Plusieurs opportunités prometteuses se présentent à nous :

  1. Premièrement, l'UE doit profiter de l'exercice de programmation de l'UE pour non seulement augmenter ses attributions pour le programme EAH dans le cadre de son Aide au développement d'outre-mer (ODA) globale, mais aussi s'assurer que son Aide au développement d'outre-mer pour l'EAH est ciblée sur les pays les moins développés et acheminée par le biais d'un soutien budgétaire ou de subventions plutôt que de projets et de prêts.
  2. Deuxièmement, il a été souligné à plusieurs reprises, y compris lors de la clôture de la conférence, que l'eau est expressément mentionnée comme une priorité de l'action extérieure de l'UE dans le cadre de l'objectif du Pacte vert « green deal ». En outre, une annonce a été faite sur le récent soutien de l'UE (19,7 millions d'euros) à Climate Investor Two, un dispositif mixte finançant des projets d'eau et d'assainissement « commercialement viables ». Et nous avons appris que l'UE allait bientôt lancer une stratégie d'adaptation au climat, qui s'intéressera également à l'eau. Ce sont là des signaux positifs.

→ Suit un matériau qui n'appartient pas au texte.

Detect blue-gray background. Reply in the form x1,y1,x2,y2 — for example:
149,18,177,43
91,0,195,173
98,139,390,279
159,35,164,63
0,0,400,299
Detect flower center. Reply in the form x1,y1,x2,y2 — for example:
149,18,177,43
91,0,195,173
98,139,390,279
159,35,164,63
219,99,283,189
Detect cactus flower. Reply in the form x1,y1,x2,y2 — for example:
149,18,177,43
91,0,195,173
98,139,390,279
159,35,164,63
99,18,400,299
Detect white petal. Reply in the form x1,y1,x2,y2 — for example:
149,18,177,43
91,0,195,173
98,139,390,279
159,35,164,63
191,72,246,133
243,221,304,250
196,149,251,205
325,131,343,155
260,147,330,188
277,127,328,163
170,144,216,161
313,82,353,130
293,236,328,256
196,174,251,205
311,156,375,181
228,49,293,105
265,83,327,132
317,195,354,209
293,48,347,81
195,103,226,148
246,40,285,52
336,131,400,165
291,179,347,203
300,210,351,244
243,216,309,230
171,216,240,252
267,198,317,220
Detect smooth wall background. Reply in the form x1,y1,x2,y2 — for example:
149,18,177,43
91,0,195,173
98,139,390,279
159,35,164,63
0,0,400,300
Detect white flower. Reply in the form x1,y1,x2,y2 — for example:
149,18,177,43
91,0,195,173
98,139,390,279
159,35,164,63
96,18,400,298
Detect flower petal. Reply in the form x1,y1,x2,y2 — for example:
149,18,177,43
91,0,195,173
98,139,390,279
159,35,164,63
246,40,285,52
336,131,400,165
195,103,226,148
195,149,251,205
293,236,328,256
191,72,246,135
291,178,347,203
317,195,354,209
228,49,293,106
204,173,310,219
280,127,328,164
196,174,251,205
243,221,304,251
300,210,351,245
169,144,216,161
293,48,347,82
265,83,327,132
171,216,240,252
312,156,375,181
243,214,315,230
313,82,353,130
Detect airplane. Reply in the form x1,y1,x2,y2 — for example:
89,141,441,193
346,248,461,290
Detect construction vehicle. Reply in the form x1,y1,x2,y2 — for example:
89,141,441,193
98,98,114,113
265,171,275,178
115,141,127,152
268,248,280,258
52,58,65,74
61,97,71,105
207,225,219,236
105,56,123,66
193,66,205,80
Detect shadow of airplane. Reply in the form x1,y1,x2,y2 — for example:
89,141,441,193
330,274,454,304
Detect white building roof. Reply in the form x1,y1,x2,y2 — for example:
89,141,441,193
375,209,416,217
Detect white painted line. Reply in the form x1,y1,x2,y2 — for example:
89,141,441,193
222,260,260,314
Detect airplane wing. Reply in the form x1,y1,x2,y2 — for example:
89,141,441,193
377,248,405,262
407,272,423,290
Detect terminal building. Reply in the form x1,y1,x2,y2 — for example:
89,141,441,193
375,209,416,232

Cependant, en définitive, nous avons besoin de voir les investissements de l'UE dans l'eau, l'assainissement et l'hygiène cibler les communautés les plus vulnérables au changement climatique dans le cadre d'une stratégie essentielle d'adaptation au climat.

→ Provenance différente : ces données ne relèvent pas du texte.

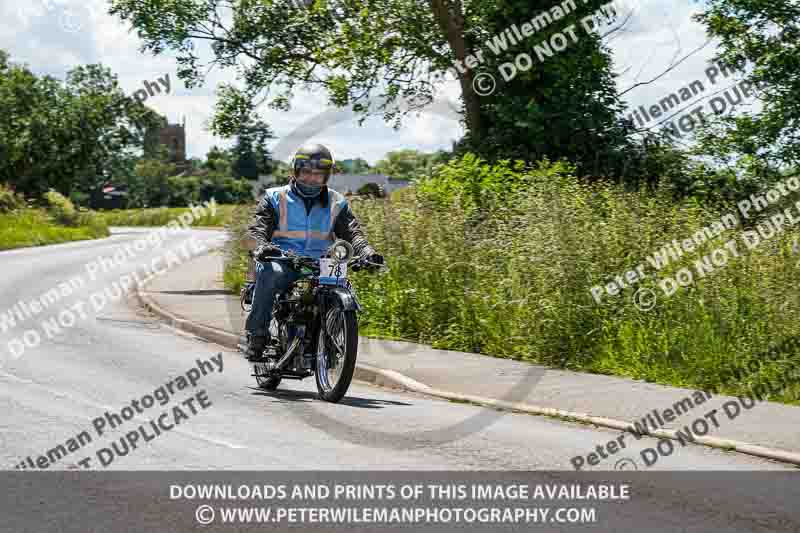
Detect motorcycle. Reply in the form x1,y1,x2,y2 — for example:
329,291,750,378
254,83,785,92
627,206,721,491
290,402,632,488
240,239,388,403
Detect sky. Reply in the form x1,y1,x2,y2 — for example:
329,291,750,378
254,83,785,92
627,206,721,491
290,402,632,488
0,0,733,163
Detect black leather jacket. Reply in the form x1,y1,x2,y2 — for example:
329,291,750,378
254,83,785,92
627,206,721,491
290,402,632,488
248,181,375,257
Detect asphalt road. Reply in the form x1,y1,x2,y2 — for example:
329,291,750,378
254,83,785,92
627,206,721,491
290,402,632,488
0,230,800,531
0,230,786,470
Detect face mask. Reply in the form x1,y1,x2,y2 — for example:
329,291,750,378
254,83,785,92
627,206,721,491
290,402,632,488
294,180,322,198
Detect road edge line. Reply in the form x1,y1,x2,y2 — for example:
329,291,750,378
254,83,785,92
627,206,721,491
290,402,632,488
134,264,800,466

  3. Troisièmement, le Gouvernement slovène a annoncé qu'il dirigerait l'élaboration des conclusions du Conseil sur l'eau, qui seront adoptées d'ici la fin de l'année 2021. Il est essentiel que ces conclusions reconnaissent que l'EAH est au cœur des efforts de l'UE pour garantir une reprise socio-économique saine, écologique et juste.
  4. La quatrième opportunité a été quelque peu oubliée (bien que de nombreux intervenants de haut niveau soient basés en Afrique subsaharienne), le partenariat entre l'UE et l'Afrique. Il est dans leur intérêt commun de placer résolument le développement humain au cœur de leur futur partenariat. En effet, aucun des cinq objectifs clés mis en avant par l'UE (tels que la transition écologique, la croissance durable ou la paix et la gouvernance) pour son partenariat avec l'Afrique ne peut être atteint sans un accès universel et équitable aux services sociaux publics de base, y compris le programme EAH.
  5. Cinquièmement, de nombreux intervenants au cours de l'événement ont présenté le programme EAH comme une intervention clé en matière de santé publique. Et en effet, nous appelons l'UE à augmenter de manière significative son financement du programme EAH dans les établissements de santé. En outre, nous demandons instamment à l'UE de faire preuve de leadership en défendant l'initiative de « L'hygiène des mains pour tous » de l'UNICEF et de l'OMS et en adoptant une stratégie européenne de santé mondiale, afin d'atteindre ses objectifs en matière de santé mondiale et de se préparer aux crises sanitaires mondiales.
  6. Enfin, lors de la session sur la gouvernance et la clôture, nous avons longuement discuté du rôle que l'UE pourrait jouer pour faire respecter les droits de l'homme en matière d'eau et d'assainissement. Il était formidable de voir l'UE adopter les directives sur ces droits en juin 2019, et encourageant d'entendre comment elle suit leur mise en œuvre. Chez WaterAid, grâce à l'ABDH (Approche basée sur les droits humains) et à plusieurs autres outils, nous sommes prêts à collaborer avec les délégations de l'UE pour que ces droits deviennent réalité.

Je suis très reconnaissante de la ténacité de l'équipe chargée de l'eau au sein de la Commission européenne et des partenaires co-organisateurs (CEE-ONU, UNESCO, Borda et Women for Water Partnerships) qui ont permis à cet événement de voir le jour.